[v1] RE: [patch 00/38] x86/retbleed: Call depth tracking mitigation

RE: [patch 00/38] x86/retbleed: Call depth tracking mitigation

Posted by David Laight 3 years, 8 months ago

From: Linus Torvalds
> Sent: 21 July 2022 19:07
...
>  (b) since you have that r10 use anyway, why can't you just generate the simpler
> 
>         movl $-IMM,%r10d
>         addl -4(%calldest),%r10d
> 
>      instead? You only need ZF anyway.
> 
>      Maybe you need to add some "r10 is clobbered" thing, I don't know.
> 
> But again: I don't know llvm, so the above is basically me just doing
> the "pattern matching monkey" thing.
> 
>              Linus

Since: "If the callee is a variadic function, then the number of floating
point arguments passed to the function in vector registers must be provided
by the caller in the AL register."

And that that never happens in the kernel you can use %eax instead
of %r10d.

Even in userspace %al can be set non-zero after the signature check.

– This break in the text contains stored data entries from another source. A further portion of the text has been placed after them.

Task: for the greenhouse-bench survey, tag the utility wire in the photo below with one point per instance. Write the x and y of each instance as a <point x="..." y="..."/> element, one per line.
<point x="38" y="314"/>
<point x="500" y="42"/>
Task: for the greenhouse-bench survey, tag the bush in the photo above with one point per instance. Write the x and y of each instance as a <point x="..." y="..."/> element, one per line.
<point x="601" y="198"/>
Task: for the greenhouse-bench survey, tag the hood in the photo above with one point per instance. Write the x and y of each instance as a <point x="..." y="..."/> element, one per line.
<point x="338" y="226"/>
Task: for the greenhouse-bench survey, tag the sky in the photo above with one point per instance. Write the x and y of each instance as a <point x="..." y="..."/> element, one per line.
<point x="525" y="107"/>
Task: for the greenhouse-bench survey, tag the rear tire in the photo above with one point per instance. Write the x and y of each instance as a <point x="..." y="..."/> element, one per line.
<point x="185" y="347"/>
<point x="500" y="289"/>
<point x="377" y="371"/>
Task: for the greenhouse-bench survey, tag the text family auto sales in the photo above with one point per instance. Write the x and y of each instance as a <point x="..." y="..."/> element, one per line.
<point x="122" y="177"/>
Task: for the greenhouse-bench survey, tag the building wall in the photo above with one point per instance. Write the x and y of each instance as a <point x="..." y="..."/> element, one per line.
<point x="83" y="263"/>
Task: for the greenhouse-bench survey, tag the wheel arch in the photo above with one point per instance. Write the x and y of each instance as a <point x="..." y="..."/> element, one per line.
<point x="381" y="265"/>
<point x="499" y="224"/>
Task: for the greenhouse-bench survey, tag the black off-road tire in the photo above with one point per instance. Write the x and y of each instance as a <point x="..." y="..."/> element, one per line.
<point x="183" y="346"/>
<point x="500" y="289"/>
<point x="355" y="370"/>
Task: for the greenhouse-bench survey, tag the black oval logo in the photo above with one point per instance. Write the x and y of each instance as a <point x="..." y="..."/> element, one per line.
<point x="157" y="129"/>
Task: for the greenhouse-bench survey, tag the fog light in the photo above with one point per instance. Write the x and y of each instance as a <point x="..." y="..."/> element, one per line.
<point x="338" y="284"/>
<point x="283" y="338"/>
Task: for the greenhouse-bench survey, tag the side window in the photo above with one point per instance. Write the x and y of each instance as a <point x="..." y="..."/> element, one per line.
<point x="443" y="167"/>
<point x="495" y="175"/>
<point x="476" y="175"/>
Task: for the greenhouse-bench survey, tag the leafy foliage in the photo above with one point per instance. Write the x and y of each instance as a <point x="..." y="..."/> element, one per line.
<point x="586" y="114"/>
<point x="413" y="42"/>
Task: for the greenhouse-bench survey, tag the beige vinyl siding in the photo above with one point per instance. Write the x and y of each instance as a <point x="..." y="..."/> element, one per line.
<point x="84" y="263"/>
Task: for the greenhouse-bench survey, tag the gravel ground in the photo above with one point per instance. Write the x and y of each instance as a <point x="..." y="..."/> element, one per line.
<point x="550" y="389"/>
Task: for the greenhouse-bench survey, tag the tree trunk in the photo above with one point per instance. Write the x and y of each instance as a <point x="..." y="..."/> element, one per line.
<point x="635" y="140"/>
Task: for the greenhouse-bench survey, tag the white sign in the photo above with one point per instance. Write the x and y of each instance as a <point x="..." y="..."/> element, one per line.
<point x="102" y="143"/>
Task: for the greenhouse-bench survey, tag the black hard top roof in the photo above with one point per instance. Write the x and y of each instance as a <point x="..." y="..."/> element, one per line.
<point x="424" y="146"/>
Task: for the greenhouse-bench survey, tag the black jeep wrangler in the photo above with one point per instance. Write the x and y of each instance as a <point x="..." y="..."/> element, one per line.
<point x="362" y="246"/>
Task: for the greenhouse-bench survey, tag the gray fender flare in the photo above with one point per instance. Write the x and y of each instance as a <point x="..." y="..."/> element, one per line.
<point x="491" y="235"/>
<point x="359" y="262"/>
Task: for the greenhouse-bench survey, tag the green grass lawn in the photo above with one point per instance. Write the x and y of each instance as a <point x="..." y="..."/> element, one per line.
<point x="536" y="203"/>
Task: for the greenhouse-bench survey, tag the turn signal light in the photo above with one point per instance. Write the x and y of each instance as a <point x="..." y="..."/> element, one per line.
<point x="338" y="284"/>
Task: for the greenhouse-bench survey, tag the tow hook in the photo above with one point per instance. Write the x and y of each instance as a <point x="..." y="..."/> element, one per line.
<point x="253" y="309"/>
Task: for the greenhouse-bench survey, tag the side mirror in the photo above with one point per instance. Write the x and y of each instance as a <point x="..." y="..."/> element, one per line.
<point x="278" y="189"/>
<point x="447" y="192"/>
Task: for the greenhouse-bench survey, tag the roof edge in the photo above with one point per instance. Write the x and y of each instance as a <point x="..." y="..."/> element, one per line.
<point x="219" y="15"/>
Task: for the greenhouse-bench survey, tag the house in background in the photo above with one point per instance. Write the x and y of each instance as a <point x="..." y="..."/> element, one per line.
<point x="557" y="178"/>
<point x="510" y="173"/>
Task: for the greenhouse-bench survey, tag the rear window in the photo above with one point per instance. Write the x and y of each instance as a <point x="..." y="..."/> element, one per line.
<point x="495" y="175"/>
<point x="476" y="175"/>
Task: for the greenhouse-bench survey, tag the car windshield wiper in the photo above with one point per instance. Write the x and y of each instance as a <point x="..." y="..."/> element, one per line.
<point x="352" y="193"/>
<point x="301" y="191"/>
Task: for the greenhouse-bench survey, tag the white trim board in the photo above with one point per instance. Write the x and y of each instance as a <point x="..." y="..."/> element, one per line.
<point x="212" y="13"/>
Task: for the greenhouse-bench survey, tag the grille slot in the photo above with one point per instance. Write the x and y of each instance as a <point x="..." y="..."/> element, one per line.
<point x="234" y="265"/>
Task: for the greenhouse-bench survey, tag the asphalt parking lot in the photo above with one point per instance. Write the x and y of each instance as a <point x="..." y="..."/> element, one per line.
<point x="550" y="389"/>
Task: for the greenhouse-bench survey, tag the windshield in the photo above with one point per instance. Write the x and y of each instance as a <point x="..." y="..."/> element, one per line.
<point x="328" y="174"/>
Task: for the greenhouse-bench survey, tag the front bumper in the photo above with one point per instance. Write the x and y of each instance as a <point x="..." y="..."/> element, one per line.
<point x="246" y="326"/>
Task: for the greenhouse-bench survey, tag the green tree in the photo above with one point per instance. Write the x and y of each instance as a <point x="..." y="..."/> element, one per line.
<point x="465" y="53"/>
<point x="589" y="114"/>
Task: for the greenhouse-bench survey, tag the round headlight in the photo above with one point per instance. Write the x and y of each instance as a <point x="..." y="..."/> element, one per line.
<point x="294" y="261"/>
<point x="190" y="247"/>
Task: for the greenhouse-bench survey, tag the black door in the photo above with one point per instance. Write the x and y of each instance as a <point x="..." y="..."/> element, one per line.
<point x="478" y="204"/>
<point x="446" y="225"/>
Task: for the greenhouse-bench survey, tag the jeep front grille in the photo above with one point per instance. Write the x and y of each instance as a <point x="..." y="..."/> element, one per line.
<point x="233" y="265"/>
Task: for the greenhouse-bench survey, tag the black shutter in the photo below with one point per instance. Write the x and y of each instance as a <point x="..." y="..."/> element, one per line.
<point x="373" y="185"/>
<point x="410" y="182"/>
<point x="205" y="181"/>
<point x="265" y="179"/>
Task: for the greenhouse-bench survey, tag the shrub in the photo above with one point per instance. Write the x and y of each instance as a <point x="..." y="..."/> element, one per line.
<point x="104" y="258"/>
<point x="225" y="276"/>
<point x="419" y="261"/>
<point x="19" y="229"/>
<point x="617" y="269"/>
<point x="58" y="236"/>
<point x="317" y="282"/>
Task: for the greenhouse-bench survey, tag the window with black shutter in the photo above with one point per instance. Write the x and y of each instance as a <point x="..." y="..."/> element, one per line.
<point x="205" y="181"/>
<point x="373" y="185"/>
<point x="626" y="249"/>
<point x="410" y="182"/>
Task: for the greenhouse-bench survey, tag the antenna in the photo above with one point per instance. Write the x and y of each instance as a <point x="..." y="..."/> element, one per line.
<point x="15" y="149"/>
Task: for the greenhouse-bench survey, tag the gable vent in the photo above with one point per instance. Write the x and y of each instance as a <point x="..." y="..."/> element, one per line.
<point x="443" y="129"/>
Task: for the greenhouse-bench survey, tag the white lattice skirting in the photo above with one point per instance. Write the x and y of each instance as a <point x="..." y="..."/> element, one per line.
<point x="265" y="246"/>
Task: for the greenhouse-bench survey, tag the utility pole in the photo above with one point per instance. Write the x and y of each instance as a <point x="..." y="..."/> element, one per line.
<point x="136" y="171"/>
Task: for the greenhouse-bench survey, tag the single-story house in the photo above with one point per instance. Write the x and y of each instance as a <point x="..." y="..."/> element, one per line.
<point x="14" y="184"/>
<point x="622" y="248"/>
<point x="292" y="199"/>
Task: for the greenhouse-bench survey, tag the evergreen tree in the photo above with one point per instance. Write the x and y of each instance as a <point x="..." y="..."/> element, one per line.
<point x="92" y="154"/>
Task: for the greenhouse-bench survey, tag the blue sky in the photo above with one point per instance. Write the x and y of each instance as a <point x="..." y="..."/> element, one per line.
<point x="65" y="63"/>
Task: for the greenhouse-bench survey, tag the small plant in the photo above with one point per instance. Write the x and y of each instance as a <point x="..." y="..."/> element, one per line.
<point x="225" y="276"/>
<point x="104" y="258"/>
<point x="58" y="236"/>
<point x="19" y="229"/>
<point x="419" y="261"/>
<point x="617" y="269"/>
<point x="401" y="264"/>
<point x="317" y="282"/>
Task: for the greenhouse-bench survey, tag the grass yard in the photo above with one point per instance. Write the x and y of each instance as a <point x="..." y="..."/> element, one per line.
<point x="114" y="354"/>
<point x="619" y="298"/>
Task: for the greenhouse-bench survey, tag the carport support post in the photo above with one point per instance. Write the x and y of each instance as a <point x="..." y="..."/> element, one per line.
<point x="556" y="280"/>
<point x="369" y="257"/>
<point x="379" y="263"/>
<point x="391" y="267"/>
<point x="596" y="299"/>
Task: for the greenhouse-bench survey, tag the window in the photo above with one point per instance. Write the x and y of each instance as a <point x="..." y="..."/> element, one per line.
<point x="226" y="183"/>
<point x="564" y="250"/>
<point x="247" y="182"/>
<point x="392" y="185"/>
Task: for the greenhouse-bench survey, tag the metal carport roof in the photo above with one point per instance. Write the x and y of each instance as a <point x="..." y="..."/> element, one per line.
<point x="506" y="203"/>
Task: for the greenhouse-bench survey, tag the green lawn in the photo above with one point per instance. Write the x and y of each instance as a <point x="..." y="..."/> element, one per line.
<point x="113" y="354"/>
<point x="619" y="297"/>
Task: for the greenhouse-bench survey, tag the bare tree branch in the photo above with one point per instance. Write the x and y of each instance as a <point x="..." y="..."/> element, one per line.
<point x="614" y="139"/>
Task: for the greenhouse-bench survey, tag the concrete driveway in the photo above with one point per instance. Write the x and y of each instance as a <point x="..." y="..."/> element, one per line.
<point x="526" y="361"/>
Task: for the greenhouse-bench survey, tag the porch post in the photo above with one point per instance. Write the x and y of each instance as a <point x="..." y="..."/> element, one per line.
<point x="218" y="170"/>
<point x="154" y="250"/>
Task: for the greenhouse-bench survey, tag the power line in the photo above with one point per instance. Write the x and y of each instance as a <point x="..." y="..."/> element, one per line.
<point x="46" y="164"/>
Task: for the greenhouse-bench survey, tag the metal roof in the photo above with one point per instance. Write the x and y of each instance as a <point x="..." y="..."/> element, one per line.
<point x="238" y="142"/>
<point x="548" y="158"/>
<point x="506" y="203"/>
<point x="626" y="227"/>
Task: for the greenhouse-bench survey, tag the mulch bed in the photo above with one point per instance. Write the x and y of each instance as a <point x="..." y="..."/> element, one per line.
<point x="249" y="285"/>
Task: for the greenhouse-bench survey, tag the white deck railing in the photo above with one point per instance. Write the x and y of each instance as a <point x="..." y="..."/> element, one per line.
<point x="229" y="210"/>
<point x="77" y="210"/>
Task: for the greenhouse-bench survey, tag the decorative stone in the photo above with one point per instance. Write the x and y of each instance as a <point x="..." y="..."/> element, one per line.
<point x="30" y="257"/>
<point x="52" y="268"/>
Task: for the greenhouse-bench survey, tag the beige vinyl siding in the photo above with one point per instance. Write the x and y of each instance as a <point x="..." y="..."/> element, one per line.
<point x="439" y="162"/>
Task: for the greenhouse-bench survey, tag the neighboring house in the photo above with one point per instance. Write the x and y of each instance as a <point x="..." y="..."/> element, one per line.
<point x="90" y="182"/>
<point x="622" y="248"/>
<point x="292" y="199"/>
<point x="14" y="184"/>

If you are willing to cut the signature down to 26 bits and
then ensure that one of the bytes of -IMM (or ~IMM if you
use xor) is 0xcc and jump back to that on error the check
becomes:
	movl	$-IMM,%eax
1:	addl	-4(%calldest),%eax
	jnz	1b-1	// or -2, -3, -4
	add	$num_fp_args,%eax	// If needed non-zero
	call	%calldest

I think that adds 10 bytes to the call site.
Although with retpoline thunks (and no fp varargs calls)
all but the initial movl can go into the thunk.

	David

-
Registered Address Lakeside, Bramley Road, Mount Farm, Milton Keynes, MK1 1PT, UK
Registration No: 1397386 (Wales)

Re: [patch 00/38] x86/retbleed: Call depth tracking mitigation

Posted by Peter Zijlstra 3 years, 8 months ago

On Thu, Jul 21, 2022 at 10:01:12PM +0000, David Laight wrote:

> Since: "If the callee is a variadic function, then the number of floating
> point arguments passed to the function in vector registers must be provided
> by the caller in the AL register."
> 
> And that that never happens in the kernel you can use %eax instead
> of %r10d.

Except there's the AMD BTC thing and we should (compiler patch seems
MIA) have an unconditional: 'xor %eax,%eax' in front of every function
call.

(The official mitigation strategy was CALL; LFENCE IIRC, but that's so
horrible nobody is actually considering that)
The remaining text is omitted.